Bangkas are decorated with Key, Crown, Rooster, and Scepter. These decorated bangkas are encircling the Lantsa. They were accompanying Apung Iru on his annual journey on the Ilug Kapampangan. Judges during the Bangka Competition are carefully inspecting the design and the execution (if they are far from the lantsa). People residing the river banks (Sta. Cruz, San Nicolas, Sta. Rita, San Agustin, San Juan) are standing near the riverbank to watch the Libad. They are throwing foods onto the river. (The same scenario is being practiced at Apalit Libad on Jun 28 and Jun 30).

The five-hour libad would dock at Tumana again around 4PM. After Apung Iru is seated on his andas, another livelier kuraldal would occur. Old people are the one who would carry the andas. They are the one dancing, shouting and spearheading the kuraldal. If the kuraldal during the morning took about 30 minutes to finish, the kuraldal during the afternoon would last one hour or so. People would try to slow down the pace of Apung Iru’s journey back to bisitas. People are dancing bare footed. They are all wet as people sprinkled each other with water.

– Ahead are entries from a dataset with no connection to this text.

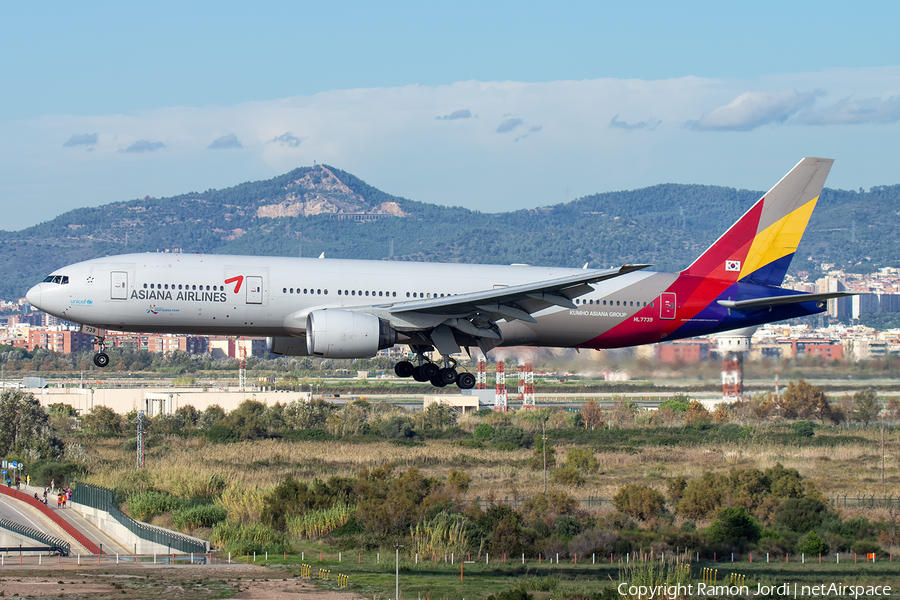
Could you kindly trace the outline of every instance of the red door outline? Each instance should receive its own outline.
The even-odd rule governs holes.
[[[675,292],[663,292],[659,295],[659,318],[675,318]]]

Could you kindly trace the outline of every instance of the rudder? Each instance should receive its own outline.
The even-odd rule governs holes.
[[[833,162],[801,160],[682,273],[781,285]]]

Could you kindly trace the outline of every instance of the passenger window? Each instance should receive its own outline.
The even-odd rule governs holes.
[[[396,298],[396,297],[397,297],[397,292],[394,292],[394,298]]]
[[[340,296],[340,295],[341,295],[341,290],[338,290],[338,296]]]
[[[281,290],[281,293],[282,293],[282,294],[287,294],[287,288],[284,288],[283,290]]]
[[[366,290],[366,296],[368,296],[368,295],[369,295],[369,290]]]
[[[68,276],[68,275],[63,275],[63,276],[62,276],[62,284],[65,285],[65,284],[67,284],[67,283],[69,283],[69,276]]]
[[[146,283],[144,284],[144,289],[145,289],[145,290],[147,289],[147,284],[146,284]]]
[[[353,295],[354,295],[354,296],[356,295],[356,290],[353,290]]]
[[[154,286],[154,284],[152,284],[152,283],[150,284],[150,289],[151,289],[151,290],[156,289],[155,286]]]
[[[383,296],[383,295],[384,295],[384,292],[378,292],[378,297],[379,297],[379,298],[381,298],[381,296]]]

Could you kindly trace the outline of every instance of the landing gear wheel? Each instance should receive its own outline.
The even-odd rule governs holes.
[[[475,376],[471,373],[460,373],[456,378],[456,385],[461,390],[471,390],[475,387]]]
[[[420,381],[422,383],[425,383],[426,381],[431,379],[430,377],[425,377],[425,375],[422,374],[422,367],[413,367],[412,377],[416,381]]]
[[[94,364],[101,369],[109,364],[109,355],[106,352],[94,355]]]
[[[434,377],[431,378],[431,385],[433,385],[434,387],[442,388],[442,387],[446,386],[447,384],[444,383],[444,381],[441,379],[440,375],[435,375]]]
[[[425,363],[419,367],[419,371],[422,372],[422,377],[425,378],[425,381],[429,379],[434,379],[437,377],[438,373],[440,373],[441,368],[434,363]]]
[[[397,374],[397,377],[412,377],[414,369],[415,367],[408,360],[402,360],[394,365],[394,373]]]
[[[446,368],[438,371],[438,375],[436,379],[439,379],[444,382],[444,385],[451,385],[456,383],[456,378],[459,377],[459,373],[456,372],[456,369]]]

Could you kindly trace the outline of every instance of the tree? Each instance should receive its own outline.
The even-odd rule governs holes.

Once the one-hour kuraldal subsided after Apung Iru was taken back to Bisitas, you could see the old people with teary eyes and with happy faces. Another festive libad and kuraldal had concluded. Another fiesta was about to finish. These old people would accompany Apung Iru until the last hour of the day – until the long procession would finish.

This is how festive our fiesta was. There were no quarrels. There were no political-agenda. Streets were really decorated. Bangkas were many. Patron saints of the neighboring barrio are invited to participate during the Libad. The pagoda was well decorated; and people were marching forward and dancing during the kuraldal with one thing in their mind – accompany Apung Iru on his once-in-a-year journey.

These were the things in the past which I was fortunate enough to see, experience and savor. These are the things in the past which people like me are longing to return. These are the things in the past which we will continue to act for it to happen again. We are fortunate enough to see and feel it.  But are the youth and people today fortunate enough to see these things the way we saw and felt them?